Implementating the tool in a Shiny application
Considerations
The previous chapters have described the analytical process taken to determine the most accurate model for each of the outcome variables. Table 1 describes the variety of the modelling inputs and approaches taken to determine which combination results in the best performing outcomes. Table 2 describes the best models as determined by the MAPE evaluation method.
To make the outputs accessible to a wide audience, a Shiny application was developed. The tool contains the model objects which are the outputs of this analytical exercise. The user of the tool is able to manipulate the inputs to see how they affect the predicted outputs for each of the outcomes.
Some additional considerations were made before providing the models to the user via the Shiny application:
- do the important variables make sense hypothetically?
- are there any obvious issues with future predictions?
- do the future predictions respond as expected when the inputs are altered?
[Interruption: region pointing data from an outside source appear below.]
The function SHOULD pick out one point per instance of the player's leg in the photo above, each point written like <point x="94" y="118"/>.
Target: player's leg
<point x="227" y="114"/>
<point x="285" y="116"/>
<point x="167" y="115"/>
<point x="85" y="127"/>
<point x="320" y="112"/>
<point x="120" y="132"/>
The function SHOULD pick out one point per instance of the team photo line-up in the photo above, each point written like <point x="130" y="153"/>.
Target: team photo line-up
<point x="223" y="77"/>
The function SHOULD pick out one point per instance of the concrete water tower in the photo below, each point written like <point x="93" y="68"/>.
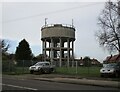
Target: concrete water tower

It is intended that the tool provides the user with a believable experience. The model that has historically been the most accurate at predicting the outcome may be doing so using relationships that are unintuitive. For a user, if this was the case, it could deter them from using the tool. As modelling performance was so similar between the top performing models, it allowed some decision making over which models to surface through the tool. We ensured that only models were surfaced where the majority of the predictor variables, with respect to the outcome, made sense.
Generally, the best performing models were the random forest models that predict the change in performance from one year to the next. There are no constraints on random forest predictions, and providing these within the tool could result in predictions for the outcome to be outside of the 0-100% constraints that a proportion outcome provides. In the short term (1-10 years) this is unlikely, but it is still possible. Therefore, these random forest models were not surfaced in the tool.
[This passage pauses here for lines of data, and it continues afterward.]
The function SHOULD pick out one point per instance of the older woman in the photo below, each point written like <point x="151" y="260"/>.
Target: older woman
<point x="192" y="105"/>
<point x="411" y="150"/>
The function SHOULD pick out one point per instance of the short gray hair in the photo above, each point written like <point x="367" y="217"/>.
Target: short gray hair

The models that were based on the generalised linear modelling approach that contained the previous year’s value as a predictor variable often performed very well. Using last year’s value to anchor the prediction seemed like a good approach. Unfortunately, when last year’s value was an important variable, it had the effect of being unable to reverse the direction of consecutive predictions, often causing the prediction of the outcome to exponentially increase to 100% within a few years. These models were therefore not included.
This has resulted in only presenting the generalised linear models through the Shiny application, where the target variable is not used as a predictor variable. Figure 1 shows how the models presented in the Shiny application compare with the best performing models.